- Chris Toms
- Beach volleyball on the waterfront.
When we started researching this feature, we put a call out on Twitter, asking people which is their favourite urban park. The Oval was the overwhelming winner, but second place was a surprise, to us anyway: People really like Sands at Salter, the beach-themed park on the waterfront.
Sands at Salter is a byproduct of a failed development proposal called Salter Block, which called for a small boutique hotel, an apartment building, 75,000 square feet of retail space and, crucially, a half-hectare public park. Developer Frank Medjuck ultimately backed out of the proposal, but the idea for the park got people thinking, explains Colin MacLean, president of Waterfront Development, the provincial crown corporation that controls the waterfront.
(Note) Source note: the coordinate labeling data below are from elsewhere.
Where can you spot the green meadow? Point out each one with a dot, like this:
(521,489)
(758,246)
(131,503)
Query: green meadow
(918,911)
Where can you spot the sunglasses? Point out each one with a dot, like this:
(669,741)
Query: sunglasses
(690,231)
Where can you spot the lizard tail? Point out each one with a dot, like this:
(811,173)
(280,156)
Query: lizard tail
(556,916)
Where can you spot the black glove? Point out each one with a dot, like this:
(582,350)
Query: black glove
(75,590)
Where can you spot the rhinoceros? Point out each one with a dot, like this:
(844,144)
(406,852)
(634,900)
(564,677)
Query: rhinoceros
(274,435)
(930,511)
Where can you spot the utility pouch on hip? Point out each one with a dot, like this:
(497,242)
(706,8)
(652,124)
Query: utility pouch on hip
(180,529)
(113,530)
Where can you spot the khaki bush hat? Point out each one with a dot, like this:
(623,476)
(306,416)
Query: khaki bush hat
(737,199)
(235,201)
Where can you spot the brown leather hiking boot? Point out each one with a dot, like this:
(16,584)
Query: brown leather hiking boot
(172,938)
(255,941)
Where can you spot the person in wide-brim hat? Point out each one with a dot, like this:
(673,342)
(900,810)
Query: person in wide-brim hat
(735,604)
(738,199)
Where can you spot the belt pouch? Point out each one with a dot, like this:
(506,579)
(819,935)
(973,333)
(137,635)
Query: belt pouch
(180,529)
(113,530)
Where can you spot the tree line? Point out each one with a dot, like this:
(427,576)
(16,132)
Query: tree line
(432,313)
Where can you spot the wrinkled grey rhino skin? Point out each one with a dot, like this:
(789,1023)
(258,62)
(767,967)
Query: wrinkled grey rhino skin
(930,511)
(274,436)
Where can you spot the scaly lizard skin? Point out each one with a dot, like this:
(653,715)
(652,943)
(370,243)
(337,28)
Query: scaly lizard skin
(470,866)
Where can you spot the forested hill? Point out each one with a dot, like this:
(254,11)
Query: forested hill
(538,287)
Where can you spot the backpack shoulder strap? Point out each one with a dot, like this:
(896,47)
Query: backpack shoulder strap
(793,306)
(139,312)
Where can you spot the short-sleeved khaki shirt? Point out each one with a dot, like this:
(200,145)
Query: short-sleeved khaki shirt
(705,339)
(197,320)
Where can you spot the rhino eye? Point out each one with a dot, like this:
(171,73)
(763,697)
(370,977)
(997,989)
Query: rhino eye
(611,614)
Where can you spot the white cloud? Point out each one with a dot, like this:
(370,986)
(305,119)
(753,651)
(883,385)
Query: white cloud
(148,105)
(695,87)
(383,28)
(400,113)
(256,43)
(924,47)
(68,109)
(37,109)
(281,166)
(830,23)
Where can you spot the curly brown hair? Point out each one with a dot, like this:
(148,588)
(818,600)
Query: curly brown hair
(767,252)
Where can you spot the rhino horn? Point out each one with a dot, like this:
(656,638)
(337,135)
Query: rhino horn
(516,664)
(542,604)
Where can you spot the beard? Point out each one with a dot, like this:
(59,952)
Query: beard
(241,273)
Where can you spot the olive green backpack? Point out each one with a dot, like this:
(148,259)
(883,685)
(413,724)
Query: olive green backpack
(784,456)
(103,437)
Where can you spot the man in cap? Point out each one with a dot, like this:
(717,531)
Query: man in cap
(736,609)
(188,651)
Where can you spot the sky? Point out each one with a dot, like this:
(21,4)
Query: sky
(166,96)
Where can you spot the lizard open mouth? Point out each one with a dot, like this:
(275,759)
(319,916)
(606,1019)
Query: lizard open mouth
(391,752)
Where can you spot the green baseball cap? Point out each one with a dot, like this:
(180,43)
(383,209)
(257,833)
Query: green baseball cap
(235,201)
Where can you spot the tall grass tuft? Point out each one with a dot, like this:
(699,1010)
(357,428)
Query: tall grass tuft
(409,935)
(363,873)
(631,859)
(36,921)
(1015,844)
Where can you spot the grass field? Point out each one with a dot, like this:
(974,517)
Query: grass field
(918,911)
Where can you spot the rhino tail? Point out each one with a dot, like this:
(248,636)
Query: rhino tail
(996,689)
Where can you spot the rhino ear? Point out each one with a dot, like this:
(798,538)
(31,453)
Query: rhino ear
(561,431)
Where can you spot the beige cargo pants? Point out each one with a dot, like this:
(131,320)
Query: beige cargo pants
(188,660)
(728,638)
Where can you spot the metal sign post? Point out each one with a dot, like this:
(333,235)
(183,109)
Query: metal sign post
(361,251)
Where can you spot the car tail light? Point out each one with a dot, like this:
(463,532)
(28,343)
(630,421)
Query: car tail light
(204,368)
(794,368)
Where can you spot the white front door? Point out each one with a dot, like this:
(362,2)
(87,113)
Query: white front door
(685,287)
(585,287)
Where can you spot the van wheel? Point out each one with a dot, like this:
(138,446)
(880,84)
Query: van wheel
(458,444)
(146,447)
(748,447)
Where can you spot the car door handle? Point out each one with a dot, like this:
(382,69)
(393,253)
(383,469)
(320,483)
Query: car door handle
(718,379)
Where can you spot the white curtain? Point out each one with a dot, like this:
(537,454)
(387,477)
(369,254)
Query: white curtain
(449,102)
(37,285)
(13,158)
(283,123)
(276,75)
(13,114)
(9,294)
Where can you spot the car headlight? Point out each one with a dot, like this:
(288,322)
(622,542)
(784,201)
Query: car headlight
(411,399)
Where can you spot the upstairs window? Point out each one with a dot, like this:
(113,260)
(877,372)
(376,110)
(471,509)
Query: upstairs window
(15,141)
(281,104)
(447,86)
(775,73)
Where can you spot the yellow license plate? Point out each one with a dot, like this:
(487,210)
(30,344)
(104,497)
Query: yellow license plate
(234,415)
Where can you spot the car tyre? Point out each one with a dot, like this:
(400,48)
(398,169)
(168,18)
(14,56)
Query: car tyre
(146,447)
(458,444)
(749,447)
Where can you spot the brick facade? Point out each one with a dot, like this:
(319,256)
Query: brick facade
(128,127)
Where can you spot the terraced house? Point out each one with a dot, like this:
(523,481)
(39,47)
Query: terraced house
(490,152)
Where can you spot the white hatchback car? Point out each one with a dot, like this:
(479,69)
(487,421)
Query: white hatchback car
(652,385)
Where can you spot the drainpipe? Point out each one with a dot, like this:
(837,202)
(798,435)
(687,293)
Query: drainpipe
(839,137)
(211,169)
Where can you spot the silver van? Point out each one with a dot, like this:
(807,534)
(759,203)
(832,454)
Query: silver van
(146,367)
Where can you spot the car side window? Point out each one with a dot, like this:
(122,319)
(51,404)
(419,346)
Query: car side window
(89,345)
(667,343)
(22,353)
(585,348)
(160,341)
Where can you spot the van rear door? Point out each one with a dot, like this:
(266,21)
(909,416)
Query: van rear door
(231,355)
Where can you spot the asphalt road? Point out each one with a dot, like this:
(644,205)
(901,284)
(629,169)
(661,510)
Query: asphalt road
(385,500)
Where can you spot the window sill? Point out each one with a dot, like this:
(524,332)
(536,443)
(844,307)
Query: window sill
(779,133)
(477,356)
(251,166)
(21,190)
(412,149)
"We called in everyone we could think of, poured them a cup of coffee and asked them what we should do with the space," says MacLean. The idea for an urban beach came up, and that led to the concept of pulling up the parking lot, piling the asphalt and covering it to form the berm overlooking the water.
The actual sand lot, however, was almost an afterthought, as local event organizer Derek Martin had landed hosting rights to the World Juniors' Beach Volleyball Championship. "He asked if he could hold them here, and we said why not?" says MacLean.
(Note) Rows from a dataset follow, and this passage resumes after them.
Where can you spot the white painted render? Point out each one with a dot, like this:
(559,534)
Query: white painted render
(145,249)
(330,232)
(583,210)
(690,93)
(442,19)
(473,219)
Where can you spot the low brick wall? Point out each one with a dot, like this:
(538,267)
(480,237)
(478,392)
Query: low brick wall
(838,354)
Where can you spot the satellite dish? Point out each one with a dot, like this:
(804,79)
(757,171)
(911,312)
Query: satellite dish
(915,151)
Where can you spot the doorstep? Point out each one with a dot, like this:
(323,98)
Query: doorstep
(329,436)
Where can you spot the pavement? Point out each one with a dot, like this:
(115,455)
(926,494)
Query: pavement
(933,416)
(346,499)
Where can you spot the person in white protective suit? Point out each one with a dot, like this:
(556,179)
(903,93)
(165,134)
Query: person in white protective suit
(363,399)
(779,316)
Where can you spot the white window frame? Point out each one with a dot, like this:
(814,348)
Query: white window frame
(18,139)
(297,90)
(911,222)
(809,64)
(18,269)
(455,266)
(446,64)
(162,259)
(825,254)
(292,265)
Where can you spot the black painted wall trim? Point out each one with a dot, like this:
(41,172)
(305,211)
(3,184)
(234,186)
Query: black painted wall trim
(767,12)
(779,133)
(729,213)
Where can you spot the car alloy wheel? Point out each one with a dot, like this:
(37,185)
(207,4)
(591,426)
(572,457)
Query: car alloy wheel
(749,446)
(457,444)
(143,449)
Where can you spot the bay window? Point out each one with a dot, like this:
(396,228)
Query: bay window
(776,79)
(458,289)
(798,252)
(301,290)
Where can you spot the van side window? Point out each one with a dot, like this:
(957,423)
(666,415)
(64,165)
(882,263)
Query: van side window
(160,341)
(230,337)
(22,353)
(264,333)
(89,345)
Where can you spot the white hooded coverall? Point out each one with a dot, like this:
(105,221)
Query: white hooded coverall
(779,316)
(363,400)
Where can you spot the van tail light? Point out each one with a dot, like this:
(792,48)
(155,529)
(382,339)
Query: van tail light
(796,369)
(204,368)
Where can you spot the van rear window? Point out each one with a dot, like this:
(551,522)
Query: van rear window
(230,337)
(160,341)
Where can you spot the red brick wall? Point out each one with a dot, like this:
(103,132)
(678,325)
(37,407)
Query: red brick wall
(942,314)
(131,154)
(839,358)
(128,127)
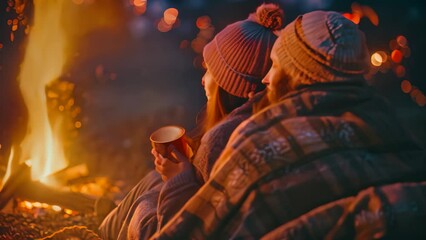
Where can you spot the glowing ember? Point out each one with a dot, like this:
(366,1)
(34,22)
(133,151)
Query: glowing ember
(396,56)
(406,86)
(376,59)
The resulting park, costing just $50,000, plus the loss of parking revenue, is successful beyond anyone's dream, but also works differently than was anticipated. "We've found that the focus is not on the waterfront, but instead on the open space and sand," says MacLean. "People aren't accessing the water much."
Additionally, the park is almost entirely used by locals. When cruise ships are in, the park is empty. When the tourists are away, the park fills up. MacLean talks of children using the sand passively, and of one young woman who started a developmental volleyball league, to teach the game to junior high and high school students.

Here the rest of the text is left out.